The Personal is Political Understanding and connecting the struggles, pain and power dynamics we face in our private lives to injustice in the society as a whole. Recovering and reinterpreting our individual and collective histories with this new perspective.
Common Ground and Community Finding common ground with others around similar experiences, problems and hopes, and together forging common cause.
Power Within Affirming the transformative and powerful knowledge that rises within us, that our lives matter and that we possess inherent worth, ideas and ability.
Speaking Out—Freedom and Expression Speaking out, using theater, art, writing and other means to give voice to what matters and what we have lived through; overcoming fear to imagine possibilities and make different choices in our lives.
A safe space is one in which individuals feel they can bring their ‘full selves’ and engage in open conversation and mutual learning. Creating the conditions for safe space requires attention to physical, emotional and political safety.
In safe spaces we can speak our truth, share stories about our lives, question taboos, and discuss sensitive topics without fear or shame.
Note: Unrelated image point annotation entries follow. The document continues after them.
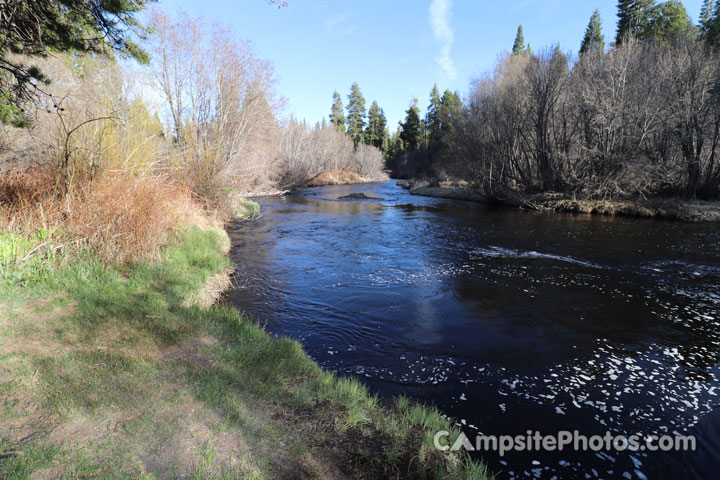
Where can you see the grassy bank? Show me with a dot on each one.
(117, 371)
(666, 208)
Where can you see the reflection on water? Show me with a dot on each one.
(507, 320)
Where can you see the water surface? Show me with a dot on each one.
(507, 320)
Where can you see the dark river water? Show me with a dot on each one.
(506, 320)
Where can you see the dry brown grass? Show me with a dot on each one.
(120, 218)
(337, 177)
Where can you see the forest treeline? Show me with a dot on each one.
(195, 122)
(638, 117)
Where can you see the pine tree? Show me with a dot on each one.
(668, 20)
(707, 15)
(375, 131)
(519, 45)
(411, 129)
(337, 115)
(633, 18)
(395, 144)
(432, 118)
(36, 28)
(356, 114)
(710, 29)
(451, 110)
(594, 40)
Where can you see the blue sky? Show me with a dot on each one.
(394, 49)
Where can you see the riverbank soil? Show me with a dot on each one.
(666, 208)
(129, 371)
(340, 177)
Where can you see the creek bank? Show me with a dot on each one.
(341, 177)
(130, 371)
(663, 208)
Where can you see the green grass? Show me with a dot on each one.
(248, 208)
(127, 369)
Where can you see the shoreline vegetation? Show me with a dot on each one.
(132, 371)
(668, 209)
(115, 358)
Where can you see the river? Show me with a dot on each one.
(507, 320)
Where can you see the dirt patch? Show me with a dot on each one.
(335, 177)
(211, 292)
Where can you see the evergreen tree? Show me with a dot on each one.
(411, 129)
(519, 45)
(633, 18)
(337, 115)
(432, 118)
(37, 27)
(710, 25)
(707, 15)
(668, 20)
(375, 133)
(594, 40)
(395, 144)
(451, 110)
(356, 114)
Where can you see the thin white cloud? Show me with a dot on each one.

A safe space invites us to listen with respect, compassion and curiosity, and to pay attention to the differences, inequities, and power dynamics among participants that privilege some and silence others. And safe space requires awareness and mitigation of any risks (e.g. security, confidentiality, surveillance) that come with activism and or exist in the context.+ Read More
By creating a safe space for reflection and dialogue, we foster not only meaningful connection and understanding, but also deepened political trust – the foundation of collaboration and solidarity. It is from here that we can identify common problems, find solutions, navigate conflict and make decisions together.
“It was JASS who came in and asked us what was burning in our hearts, and then we started addressing the issue of deformation from ARVs [Antiretroviral drugs]. JASS has taught us how to put our voices together for collective action in order to name and shame the government, as well as to lobby for better quality ARVs. We wanted our dignity back.”―Tiwonge Gondwe, Malawian Activist
Conditions for Safe Space
The nature of the physical space matters. The space needs to be comfortable and private. The more welcoming, the better. Natural light and windows are ideal. Sitting in a circle can help avoid or interrupt power dynamics.
Creating agreements among those in the space helps define safety—including about confidentiality, consent, respectful communication and dealing with emotion in the space. Participants have to trust that they can speak freely, and that what they share will remain completely confidential unless by consent.
Fostering safe space often includes relaxation, artistic expression, dance, ritual, laughter, and other elements to support activists dealing with stress, fear, and violence in their contexts. The integration of the heart, mind, and body supports well-being and allows different experiences and ways of knowing into the conversation.
Structuring conversations about difficult topics allows multiple perspectives to surface and discussions to go deeper. Everyone should feel that their voices and experiences matter, and that collectively they are engaged in a process that will strengthen their ability to stand in solidarity and mobilize for change.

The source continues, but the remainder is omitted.